The VND remained resilient against external factors including the stronger greenback and the weakened Chinese yuan, with a forecast for the dong to devalue by some 1 percent by the end of the year to short up exports.
The State Bank of Vietnam (SBV) boosted its daily fixing to VND22,578 a dollar on May 10, an increase of VND10 from the previous day, VND20 from May 7 and some VND30 on top of the daily rate posted on May 2 the day the Federal Open Market Committee (FOMC) ended its two-day meeting. The adjustment, while on the rising trend, according to Tran Chi Thanh, deputy director of treasury at the Vietnam International Bank (VIB), was within the SBV’s policy that allows for the upward and downward movements of the foreign exchange (FX) rate on a daily basis.
“The FX rate in the market, as far as we’ve observed, has not changed much,” said Thanh.
In fact, the dong stayed put against the dollar across numerous banks last week. One USD was traded at VND22,805 on the sell side and VND22,735 on the buy side for five straight sessions starting May 4 at Vietcombank, after propping up to VND22,795 a dollar on May 3.
“The movement of the USD/VND at banks has reflected the actual FX supply and demand in the market, where the supply of USD is currently abundant, while another factor that holds up the FX rate is the stable VND-denominated and USD-denominated interest rates,” Thanh said.
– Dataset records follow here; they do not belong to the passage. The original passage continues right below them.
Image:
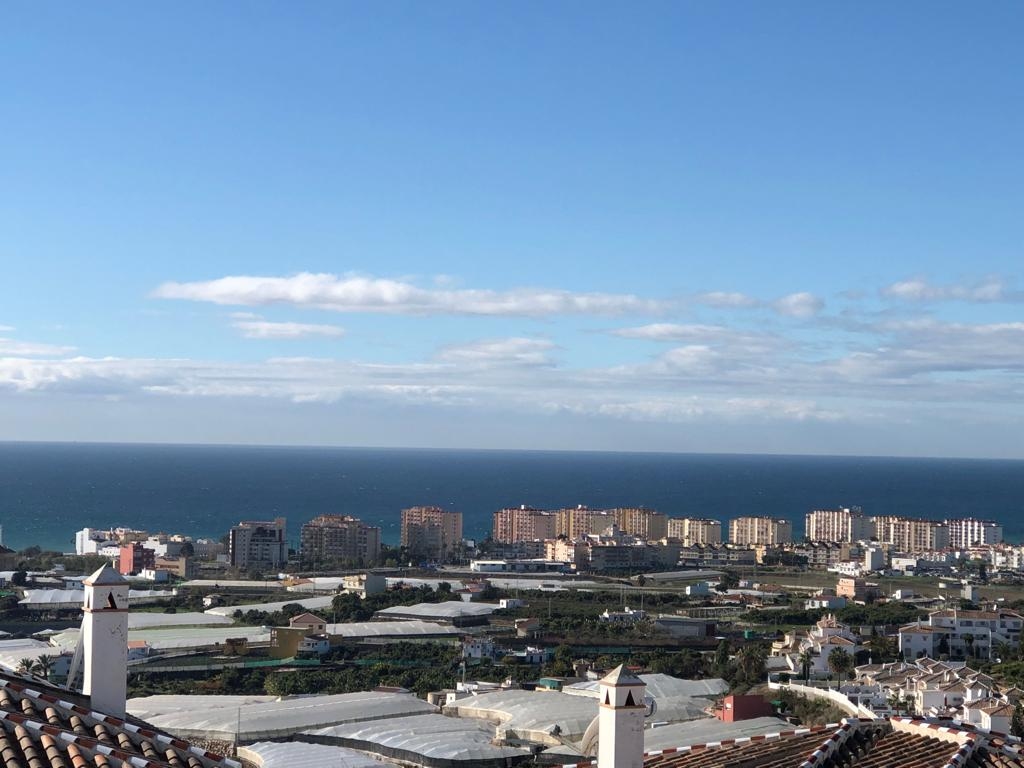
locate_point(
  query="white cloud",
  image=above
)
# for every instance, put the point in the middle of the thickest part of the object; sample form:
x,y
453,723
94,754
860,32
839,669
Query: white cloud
x,y
675,332
919,289
360,294
726,299
801,304
255,328
31,349
519,351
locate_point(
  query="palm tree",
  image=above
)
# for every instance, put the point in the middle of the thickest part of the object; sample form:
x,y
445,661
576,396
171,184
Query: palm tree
x,y
752,663
1004,651
969,639
840,662
43,665
806,659
897,702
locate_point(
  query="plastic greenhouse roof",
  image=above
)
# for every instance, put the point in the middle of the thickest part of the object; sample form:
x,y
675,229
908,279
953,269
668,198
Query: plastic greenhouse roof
x,y
449,609
150,707
141,621
677,699
309,603
300,755
707,730
662,686
530,714
393,629
179,638
281,719
433,736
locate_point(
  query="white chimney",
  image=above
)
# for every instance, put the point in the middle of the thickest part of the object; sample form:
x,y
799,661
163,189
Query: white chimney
x,y
621,717
104,641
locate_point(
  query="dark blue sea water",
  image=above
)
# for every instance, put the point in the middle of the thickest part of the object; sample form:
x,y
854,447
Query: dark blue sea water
x,y
48,491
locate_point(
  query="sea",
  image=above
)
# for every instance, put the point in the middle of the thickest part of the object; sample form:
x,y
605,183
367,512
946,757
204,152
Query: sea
x,y
49,491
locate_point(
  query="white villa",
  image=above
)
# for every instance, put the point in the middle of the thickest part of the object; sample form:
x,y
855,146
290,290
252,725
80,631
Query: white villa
x,y
934,689
961,634
818,642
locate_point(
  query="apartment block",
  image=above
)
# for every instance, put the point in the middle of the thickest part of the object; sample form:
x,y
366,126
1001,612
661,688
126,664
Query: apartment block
x,y
694,530
911,535
752,531
846,524
259,544
135,558
333,539
969,531
581,521
643,523
523,524
430,532
961,634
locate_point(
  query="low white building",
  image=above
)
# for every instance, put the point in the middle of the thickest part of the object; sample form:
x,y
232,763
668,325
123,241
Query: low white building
x,y
819,643
626,615
961,634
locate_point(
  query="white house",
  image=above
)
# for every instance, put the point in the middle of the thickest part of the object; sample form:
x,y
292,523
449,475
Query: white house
x,y
819,642
961,634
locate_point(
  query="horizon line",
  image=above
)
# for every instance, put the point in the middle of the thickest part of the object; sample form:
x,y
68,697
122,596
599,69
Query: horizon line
x,y
340,446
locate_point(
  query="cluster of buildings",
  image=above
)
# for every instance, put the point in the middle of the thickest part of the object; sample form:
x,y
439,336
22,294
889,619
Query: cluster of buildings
x,y
843,540
908,535
428,535
153,556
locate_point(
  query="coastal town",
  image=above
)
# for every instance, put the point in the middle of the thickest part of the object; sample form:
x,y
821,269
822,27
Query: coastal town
x,y
865,633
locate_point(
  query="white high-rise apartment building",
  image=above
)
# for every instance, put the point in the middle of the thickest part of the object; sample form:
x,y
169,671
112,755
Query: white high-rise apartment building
x,y
970,531
846,524
760,530
695,530
911,534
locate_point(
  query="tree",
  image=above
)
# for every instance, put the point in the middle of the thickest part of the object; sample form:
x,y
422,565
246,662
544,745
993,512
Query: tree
x,y
897,701
969,639
1017,722
722,657
43,665
840,663
1004,651
806,659
751,664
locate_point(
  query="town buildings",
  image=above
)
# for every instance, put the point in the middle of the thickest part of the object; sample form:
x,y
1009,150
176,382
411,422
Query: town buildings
x,y
256,544
970,531
911,534
430,534
518,524
134,558
846,524
751,530
694,530
339,539
815,646
961,634
523,524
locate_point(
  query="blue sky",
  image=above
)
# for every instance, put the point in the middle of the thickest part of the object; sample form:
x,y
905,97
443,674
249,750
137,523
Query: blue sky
x,y
677,226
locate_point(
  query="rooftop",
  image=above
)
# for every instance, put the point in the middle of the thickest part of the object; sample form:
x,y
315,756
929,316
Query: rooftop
x,y
43,727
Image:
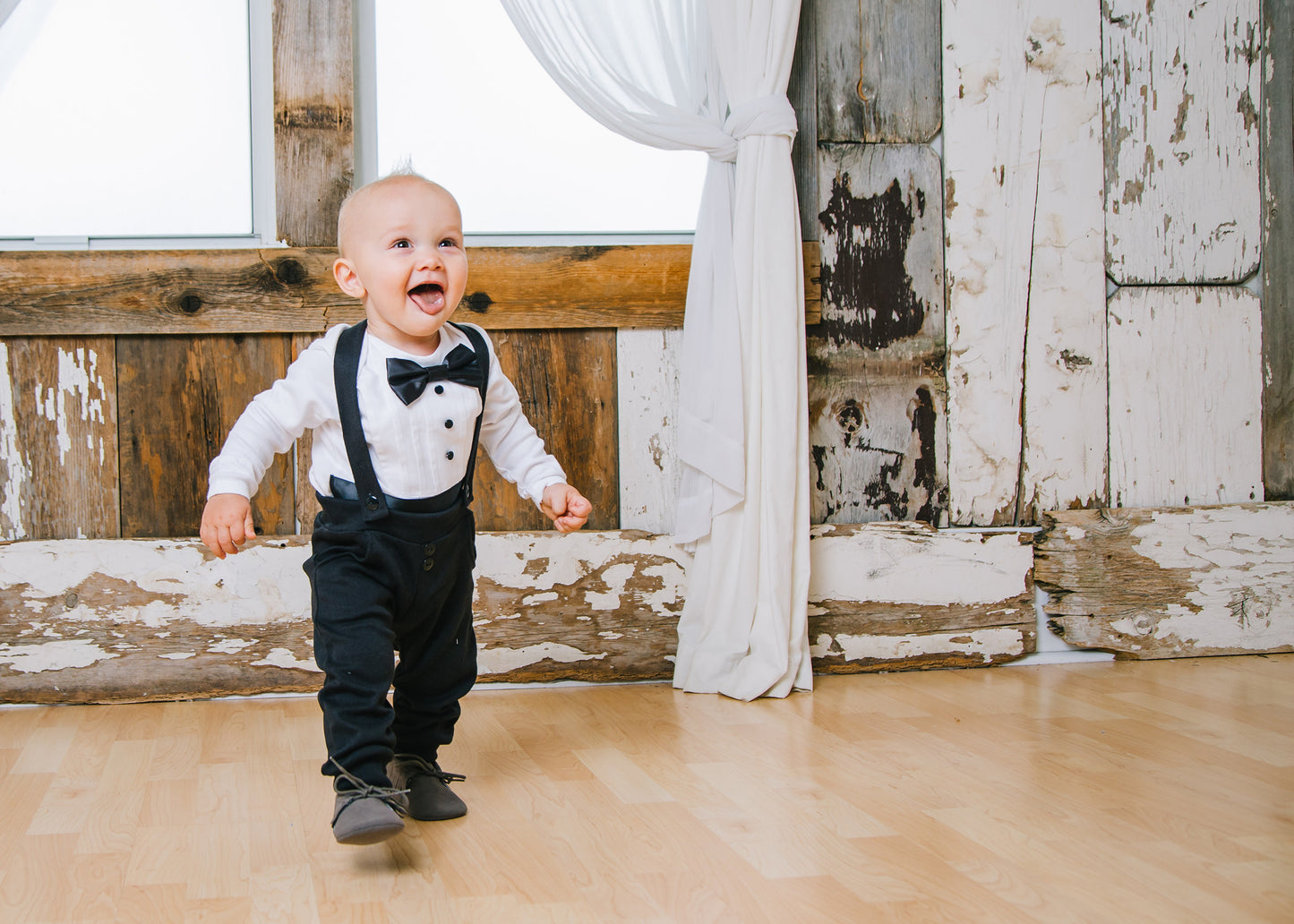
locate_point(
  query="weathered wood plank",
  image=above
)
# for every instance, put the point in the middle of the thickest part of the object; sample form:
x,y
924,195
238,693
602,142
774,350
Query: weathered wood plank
x,y
1182,92
313,118
177,398
58,439
878,70
567,383
647,415
878,445
1277,162
1065,417
98,620
893,595
876,391
1025,298
881,244
802,92
1186,394
1171,583
587,606
227,291
128,620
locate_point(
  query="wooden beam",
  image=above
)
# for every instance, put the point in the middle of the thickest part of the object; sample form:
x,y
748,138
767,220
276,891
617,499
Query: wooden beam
x,y
244,291
878,70
904,595
116,620
313,118
1184,395
878,401
1277,162
1026,293
1171,583
1182,87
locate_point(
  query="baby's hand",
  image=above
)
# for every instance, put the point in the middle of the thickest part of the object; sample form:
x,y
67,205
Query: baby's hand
x,y
227,523
566,506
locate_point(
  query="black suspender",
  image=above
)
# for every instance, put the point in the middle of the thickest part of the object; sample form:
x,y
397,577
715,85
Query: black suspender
x,y
346,371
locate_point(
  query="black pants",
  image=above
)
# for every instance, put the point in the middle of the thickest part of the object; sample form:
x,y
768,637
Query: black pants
x,y
401,584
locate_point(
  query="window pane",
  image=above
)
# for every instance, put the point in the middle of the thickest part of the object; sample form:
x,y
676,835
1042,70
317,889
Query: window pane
x,y
462,98
124,118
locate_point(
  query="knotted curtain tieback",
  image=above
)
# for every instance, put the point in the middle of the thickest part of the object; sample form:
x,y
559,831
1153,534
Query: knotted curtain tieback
x,y
407,380
762,116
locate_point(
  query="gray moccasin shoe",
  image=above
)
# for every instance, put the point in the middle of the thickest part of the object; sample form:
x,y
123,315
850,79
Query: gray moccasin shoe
x,y
368,814
430,799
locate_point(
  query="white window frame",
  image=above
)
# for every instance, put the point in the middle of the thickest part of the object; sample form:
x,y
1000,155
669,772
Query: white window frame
x,y
365,75
261,56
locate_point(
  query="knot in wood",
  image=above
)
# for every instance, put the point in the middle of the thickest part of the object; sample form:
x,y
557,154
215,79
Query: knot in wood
x,y
479,302
191,302
290,272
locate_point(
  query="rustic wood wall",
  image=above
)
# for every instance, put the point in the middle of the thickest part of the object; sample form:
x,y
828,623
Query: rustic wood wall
x,y
878,400
1277,194
128,620
973,177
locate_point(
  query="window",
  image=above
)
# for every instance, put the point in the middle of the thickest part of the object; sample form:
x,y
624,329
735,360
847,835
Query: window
x,y
133,119
461,98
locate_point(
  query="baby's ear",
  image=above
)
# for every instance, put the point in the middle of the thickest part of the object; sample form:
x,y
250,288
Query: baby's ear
x,y
347,278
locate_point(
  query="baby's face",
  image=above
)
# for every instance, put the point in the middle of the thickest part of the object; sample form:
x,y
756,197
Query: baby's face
x,y
401,244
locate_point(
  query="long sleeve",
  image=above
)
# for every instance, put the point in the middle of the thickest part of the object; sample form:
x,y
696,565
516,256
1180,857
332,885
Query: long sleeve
x,y
302,400
515,449
417,450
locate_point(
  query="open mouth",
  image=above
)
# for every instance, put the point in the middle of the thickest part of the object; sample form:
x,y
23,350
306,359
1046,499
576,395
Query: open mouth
x,y
430,296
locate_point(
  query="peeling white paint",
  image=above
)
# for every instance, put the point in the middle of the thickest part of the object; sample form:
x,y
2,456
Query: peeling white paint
x,y
616,578
985,644
282,657
904,563
1182,89
501,660
261,584
229,646
1186,432
509,560
29,659
17,473
1023,149
1241,563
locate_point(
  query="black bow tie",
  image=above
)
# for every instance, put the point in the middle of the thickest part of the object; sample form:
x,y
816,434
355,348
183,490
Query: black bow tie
x,y
409,380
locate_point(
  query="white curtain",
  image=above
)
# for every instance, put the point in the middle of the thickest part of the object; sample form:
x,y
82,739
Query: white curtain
x,y
712,75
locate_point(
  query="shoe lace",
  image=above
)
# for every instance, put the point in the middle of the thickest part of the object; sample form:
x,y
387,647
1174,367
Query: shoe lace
x,y
361,790
431,769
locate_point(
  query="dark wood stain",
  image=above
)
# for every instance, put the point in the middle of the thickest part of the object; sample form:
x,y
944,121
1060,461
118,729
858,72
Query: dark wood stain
x,y
867,293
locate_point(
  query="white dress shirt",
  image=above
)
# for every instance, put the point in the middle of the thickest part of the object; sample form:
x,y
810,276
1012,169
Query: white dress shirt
x,y
417,450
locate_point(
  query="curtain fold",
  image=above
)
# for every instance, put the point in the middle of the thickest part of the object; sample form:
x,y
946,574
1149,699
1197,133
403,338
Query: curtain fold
x,y
712,75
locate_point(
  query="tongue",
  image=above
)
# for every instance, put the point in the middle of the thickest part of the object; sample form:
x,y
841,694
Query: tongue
x,y
429,298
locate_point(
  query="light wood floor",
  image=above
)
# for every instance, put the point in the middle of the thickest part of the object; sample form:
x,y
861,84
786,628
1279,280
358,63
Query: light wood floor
x,y
1157,791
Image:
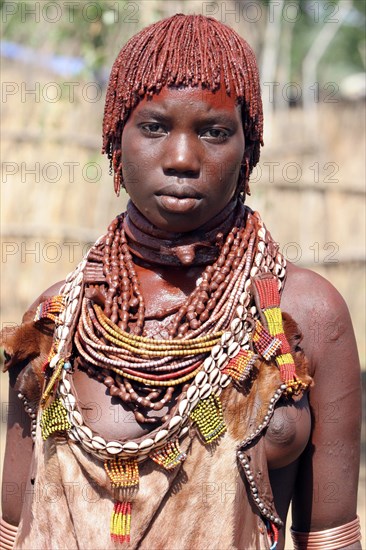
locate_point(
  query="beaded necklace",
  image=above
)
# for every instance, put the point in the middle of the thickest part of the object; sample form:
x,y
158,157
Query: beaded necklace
x,y
202,359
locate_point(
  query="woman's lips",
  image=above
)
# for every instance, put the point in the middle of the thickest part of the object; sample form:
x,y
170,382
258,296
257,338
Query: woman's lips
x,y
178,204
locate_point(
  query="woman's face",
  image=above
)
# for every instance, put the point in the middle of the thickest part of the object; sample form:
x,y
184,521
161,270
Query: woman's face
x,y
181,156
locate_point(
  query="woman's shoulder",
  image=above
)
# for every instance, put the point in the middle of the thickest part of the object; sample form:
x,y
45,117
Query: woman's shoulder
x,y
320,312
29,341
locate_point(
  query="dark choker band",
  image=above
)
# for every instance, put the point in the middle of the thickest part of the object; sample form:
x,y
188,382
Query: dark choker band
x,y
199,247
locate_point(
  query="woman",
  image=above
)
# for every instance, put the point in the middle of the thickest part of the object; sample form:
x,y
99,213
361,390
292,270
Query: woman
x,y
172,385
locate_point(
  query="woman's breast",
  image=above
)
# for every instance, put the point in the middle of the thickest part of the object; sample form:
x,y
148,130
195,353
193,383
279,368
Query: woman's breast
x,y
288,433
285,439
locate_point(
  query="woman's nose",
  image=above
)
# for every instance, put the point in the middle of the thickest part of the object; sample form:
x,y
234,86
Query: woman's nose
x,y
181,156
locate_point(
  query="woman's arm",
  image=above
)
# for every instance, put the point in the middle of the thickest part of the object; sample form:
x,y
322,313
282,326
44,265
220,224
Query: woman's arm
x,y
326,487
18,455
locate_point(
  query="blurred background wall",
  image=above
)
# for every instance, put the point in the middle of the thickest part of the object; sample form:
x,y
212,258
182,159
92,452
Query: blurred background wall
x,y
57,194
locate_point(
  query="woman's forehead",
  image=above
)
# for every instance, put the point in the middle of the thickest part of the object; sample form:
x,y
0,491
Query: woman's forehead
x,y
196,97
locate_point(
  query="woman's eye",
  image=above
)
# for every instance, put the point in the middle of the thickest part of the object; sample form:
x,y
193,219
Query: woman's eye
x,y
216,134
153,128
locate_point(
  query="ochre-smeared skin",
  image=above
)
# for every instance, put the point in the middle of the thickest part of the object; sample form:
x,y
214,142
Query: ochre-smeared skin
x,y
331,457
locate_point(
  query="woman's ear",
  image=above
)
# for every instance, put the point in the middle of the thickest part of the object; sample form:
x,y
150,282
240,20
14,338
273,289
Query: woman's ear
x,y
245,170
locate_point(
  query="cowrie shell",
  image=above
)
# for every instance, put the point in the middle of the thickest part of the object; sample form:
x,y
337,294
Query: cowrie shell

According to Ngo Dang Khoa, head of global markets at HSBC Vietnam, the VND has remained moderately resilient against the stronger greenback thanks to sound fundamental footings such as robust GDP growth, widening current account surplus, and strong USD inflows (from both FDI and FII), which have helped boost the country’s FX reserves.
“On the other hand, the SBV’s prudent FX policy, with a sense of favouring VND stability, has proactively managed potential volatility in capital flows as the Federal Reserve (Fed) continues to hike rates,” said Khoa.
The first week of May saw the FOMC leave its interest rates unchanged, with indications for an additional three to four rate hikes during the remaining part of the year, while the People’s Bank of China (PBOC) devalued its yuan to RMB6.3670 per dollar.
The Fed, as Khoa noted, seems to be sticking to the path laid out in its ‘dot’ projection, which shows a higher average Fed ‘dot’ plotted in 2018, matching the market’s dovish stance. The mismatch between higher US rate differentials and a weaker USD is likely to reverse. In contrast, other central banks across the G10 members face challenges to begin or extend their tightening process.
“The local currency is not immune from rate hikes and a stronger USD overall. However, thanks to the adequate growth in FX reserves over the past few months, the central bank would rather have sufficient ammunition to balance the need for stability than export competitiveness,” he added.
The local FX reserves, as the government’s regular meeting held on May 3 revealed, have reached a record high of $63 billion, of which $4 billion was raised in March and April alone, following the New Year holiday in February.
Khoa of HSBC said that the central bank’s USD/VND fixing mechanism is currently partly based on the movements of the basket of currencies having large trade relations with Vietnam, which also includes the USD. The recent rally in the USD index since mid-April has provided positive correlation to a higher daily FX fixing rate of the SBV.
Meanwhile, with China being Vietnam’s largest export market, the weakened yuan could possibly pose a great concern for local exporters. Yet the weak currency will not immediately take its toll on the local market, as Vietnamese exports are largely paid for in USD rather than yuan.
Towards the year’s end, VIB’s Thanh expects the VND to appreciate by 1 percent at most against the USD, subject to the SBV’s objective to support local exports.